31-03-2025 10:45 AM
AS OF 15TH APRIL MY DAYS AS A PRIVATE EBAY SELLER WILL STOP AFTER 19 YEARS.
I AM FED UP OF THE GREED OF EBAY AND I HOPE OTHER EBAY SELLERS DECIDE TO NO LONGER LET THE EBAY CONTROL FREAKS HAVE THIS MUCH CONTROL OVER PRIVATE SELLERS.
20-05-2025 11:41 AM
It was supposed to be the new postage rates for small and medium parcels on SD.
Mine has only changed to 1kg 3.64 and 2kg 5.15 no mention of the parcel sizes.
They changed yesterday afternoon so Ebay still getting it wrong.
20-05-2025 11:42 AM
@*maetrix* Bravo! Your spot. I could not agree with you more. Every word is bang on. The govt should allow more money to circulate rather than people sitting on goods or disposing them which is bad for the enviroment. So here in Super markets we have to pay for a plastic bag because we are saving the planet however people will start to dispose used goods as its not worth the hassle of all this which will go to the tip.
20-05-2025 11:46 AM - edited 20-05-2025 11:49 AM
'So if i'm selling my items,that i've accumulated over the last 30+ years "at a loss" (from the original prices I paid) how are hmrc allowed to take anything off of my sales?'
---------------------------------------------------------------------------------------------------------------
Lets say you bought something 10, 20 or 30 years ago as an investment .
i.e. something you're planning to sell later on (as it is supposed to go up in value- hence 'an investment') it's obviously an important item and you should have kept the receipt.
(I'm not talking about just a thing you've bought to use, like a stereo or a dinner service or a sofa etc.)

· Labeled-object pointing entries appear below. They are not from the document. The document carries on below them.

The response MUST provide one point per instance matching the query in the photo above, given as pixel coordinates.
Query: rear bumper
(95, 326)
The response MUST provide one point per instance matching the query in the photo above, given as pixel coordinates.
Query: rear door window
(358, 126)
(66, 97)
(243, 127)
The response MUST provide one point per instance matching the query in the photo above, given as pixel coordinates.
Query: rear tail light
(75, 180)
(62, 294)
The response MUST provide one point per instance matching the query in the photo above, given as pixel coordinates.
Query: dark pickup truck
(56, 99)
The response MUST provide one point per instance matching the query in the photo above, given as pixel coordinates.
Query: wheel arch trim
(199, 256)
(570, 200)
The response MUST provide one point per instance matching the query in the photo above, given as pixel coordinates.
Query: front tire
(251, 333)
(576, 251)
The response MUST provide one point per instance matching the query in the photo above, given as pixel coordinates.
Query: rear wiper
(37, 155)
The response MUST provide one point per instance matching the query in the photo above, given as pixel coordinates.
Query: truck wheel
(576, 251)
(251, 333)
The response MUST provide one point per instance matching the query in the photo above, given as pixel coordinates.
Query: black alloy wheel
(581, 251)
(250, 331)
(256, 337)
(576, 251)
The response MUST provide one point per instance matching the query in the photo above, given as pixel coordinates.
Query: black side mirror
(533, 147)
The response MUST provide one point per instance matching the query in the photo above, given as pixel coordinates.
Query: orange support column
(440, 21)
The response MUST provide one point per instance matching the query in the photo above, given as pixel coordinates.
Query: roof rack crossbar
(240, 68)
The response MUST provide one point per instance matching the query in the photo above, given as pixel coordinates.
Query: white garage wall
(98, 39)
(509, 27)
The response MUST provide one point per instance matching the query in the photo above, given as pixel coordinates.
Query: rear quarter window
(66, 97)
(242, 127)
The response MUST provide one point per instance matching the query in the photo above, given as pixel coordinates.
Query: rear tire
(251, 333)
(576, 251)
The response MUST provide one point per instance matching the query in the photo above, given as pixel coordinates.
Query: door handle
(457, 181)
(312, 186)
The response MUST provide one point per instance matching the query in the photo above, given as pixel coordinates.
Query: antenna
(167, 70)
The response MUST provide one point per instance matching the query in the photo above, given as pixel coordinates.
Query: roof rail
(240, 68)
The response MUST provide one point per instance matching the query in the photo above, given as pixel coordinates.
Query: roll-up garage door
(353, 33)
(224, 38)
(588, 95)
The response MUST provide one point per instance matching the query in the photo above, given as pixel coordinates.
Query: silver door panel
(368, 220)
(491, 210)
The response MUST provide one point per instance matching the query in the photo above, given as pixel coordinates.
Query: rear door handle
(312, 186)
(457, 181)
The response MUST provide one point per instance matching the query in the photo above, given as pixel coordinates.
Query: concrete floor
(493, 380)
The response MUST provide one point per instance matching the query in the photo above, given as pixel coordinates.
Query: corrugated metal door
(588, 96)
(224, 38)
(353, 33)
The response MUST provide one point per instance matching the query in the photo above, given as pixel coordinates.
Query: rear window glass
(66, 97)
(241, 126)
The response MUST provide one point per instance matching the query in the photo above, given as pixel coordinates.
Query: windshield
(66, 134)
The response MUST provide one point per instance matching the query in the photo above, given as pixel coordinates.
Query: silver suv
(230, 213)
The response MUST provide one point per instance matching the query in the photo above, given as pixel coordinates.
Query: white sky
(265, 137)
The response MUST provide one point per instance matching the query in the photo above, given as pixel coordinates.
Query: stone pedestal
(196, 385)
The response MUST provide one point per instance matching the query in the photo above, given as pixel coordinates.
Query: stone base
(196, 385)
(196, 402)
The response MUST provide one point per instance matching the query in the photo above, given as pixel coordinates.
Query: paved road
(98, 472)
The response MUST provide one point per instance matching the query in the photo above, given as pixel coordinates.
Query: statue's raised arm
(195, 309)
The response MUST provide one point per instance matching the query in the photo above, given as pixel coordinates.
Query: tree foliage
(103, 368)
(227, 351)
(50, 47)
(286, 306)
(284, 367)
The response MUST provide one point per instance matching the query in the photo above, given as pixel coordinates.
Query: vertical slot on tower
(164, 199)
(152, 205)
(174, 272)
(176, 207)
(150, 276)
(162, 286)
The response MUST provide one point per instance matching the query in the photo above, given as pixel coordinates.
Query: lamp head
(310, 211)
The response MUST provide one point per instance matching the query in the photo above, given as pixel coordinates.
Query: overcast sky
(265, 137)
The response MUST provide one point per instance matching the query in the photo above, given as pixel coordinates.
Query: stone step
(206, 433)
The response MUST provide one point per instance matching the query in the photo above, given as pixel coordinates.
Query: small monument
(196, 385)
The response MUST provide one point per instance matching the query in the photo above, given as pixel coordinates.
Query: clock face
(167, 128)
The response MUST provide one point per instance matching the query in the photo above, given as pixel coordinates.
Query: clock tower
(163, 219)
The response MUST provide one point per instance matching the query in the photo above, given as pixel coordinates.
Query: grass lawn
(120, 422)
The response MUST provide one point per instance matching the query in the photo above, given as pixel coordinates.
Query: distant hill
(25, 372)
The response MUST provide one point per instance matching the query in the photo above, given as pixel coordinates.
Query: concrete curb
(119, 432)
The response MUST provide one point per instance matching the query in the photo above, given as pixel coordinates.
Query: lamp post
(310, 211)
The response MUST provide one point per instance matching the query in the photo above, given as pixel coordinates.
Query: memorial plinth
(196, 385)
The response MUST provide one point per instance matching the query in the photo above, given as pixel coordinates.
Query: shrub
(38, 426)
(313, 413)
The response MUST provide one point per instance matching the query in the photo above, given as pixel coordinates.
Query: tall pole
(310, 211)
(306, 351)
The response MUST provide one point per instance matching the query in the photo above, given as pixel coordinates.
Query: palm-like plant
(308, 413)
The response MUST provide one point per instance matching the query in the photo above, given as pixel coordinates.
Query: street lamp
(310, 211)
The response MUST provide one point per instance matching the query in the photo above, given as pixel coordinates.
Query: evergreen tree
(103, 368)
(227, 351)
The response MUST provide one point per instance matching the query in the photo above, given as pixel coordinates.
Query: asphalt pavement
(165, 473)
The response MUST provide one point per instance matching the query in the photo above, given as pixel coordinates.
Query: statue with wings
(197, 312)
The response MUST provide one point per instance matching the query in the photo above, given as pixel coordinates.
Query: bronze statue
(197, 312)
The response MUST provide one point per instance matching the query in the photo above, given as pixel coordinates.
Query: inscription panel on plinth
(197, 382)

If you sell your *investment item* you can take off what you originally paid for it (you have the reciept!) and only pay Capital Gains Tax on the profit, IF it sold for over £6000.00
If you sell your *investment item* at a loss- you have no profit, therefore no tax.
Just a housefull of non-investment, non-important personal items shouldn't attract any captial gains tax.
If you turn out to be spectacularly lucky by owning say, a toy car -bought in 1967 for 15pence which suddenly goes crackers in a toy-auction and you get £6100.00 for it you'd have to pay a tax percentage on the £100.00 (The bit over the £6000.00 limit)
TL:DR
Sales of your own normal household stuff and general personal possessions are not taxable. Capital gains or otherwise.
20-05-2025 11:47 AM - edited 20-05-2025 11:50 AM
@aymanalvi wrote:@*maetrix* Bravo! Your spot. I could not agree with you more. Every word is bang on. The govt should allow more money to circulate rather than people sitting on goods or disposing them which is bad for the enviroment. So here in Super markets we have to pay for a plastic bag because we are saving the planet however people will start to dispose used goods as its not worth the hassle of all this which will go to the tip.
I expect most private sellers are selling things on ebay for less than they paid for them having had some use from them so no tax to pay and no reason to take them to the tip if they still have some residual value.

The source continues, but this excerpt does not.